After a courtship that lasted years, an LPL Financial hybrid firm has lured away a former Merrill Lynch advisor and retirement plan specialist with $130 million assets under management.

In making the move, advisor John Carroll affiliated with the RIA platform of LPL hybrid firm Independent Financial Partners and has partnered with LPL's retirement division, Pensionmark Retirement Group.

Carroll was part of the executive startup team that launched Wellspring Resources, which became one of the largest retirement plan outsourcing companies in the nation, in a joint venture with State Street Bank of Boston in 1996, according to an LPL statement.

"What IFP and Pensionmark  kind of added for me wasn't only technological and operational support, but also a very high service level," says Carroll, who has launched a new firm, Wellspring Advisor Group in Alexandria, La.


"What LPL brought to the table was a true focus on retirement plans," Carroll adds. "A lot of people talk about having that focus but when you really dig under the hood LPL was really the choice."

Pensionmark provides a wide range of retirement-plan administrative and fiduciary support services.
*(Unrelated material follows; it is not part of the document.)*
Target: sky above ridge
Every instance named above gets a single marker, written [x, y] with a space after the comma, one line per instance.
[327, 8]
Carroll also says that LPL's reporting tools made fees transparent for his clients, who will be able to receive a single statement for their B-D and RIA assets.

Wellspring's business is roughly 50% wealth management and 50% focused on retirement, he adds. His client base is made up largely of business owners, ranging from physicans and lawyers to engineers, mostly from Louisiana and Mississippi.


Tampa, Fla.-based IFP has been targeting advisors like Carroll for some time, says Louis Hanna, the firm's director of advisor recruiting.

It took years of back-and-forth talks before Carroll decided to make the leap, he says -- a fact confirmed by Steve Pirigyi, LPL's executive vice president of business development -- but the most intense negotiations unfolded over the past nine months.

"One of the areas that we continue to focus on is serving as a soft landing spot for breakaway advisors and breakaway teams," Hanna says. "We are really striving to offer concierge high-touch service to our advisor space."

An advisor joining the firm "could be a breakaway from a wirehouse or a regional; it could be someone coming from a bank; it could be someone focused on ERISA retirement plans," Hanna adds.

IFP supports about 500 advisors nationwide, about 25% of whom came from wirehouses, Hanna says. The firm has $5 billion in AUM, he says.

"IFP is what we consider a large enterrpise with a national footprint," Pirigyi says.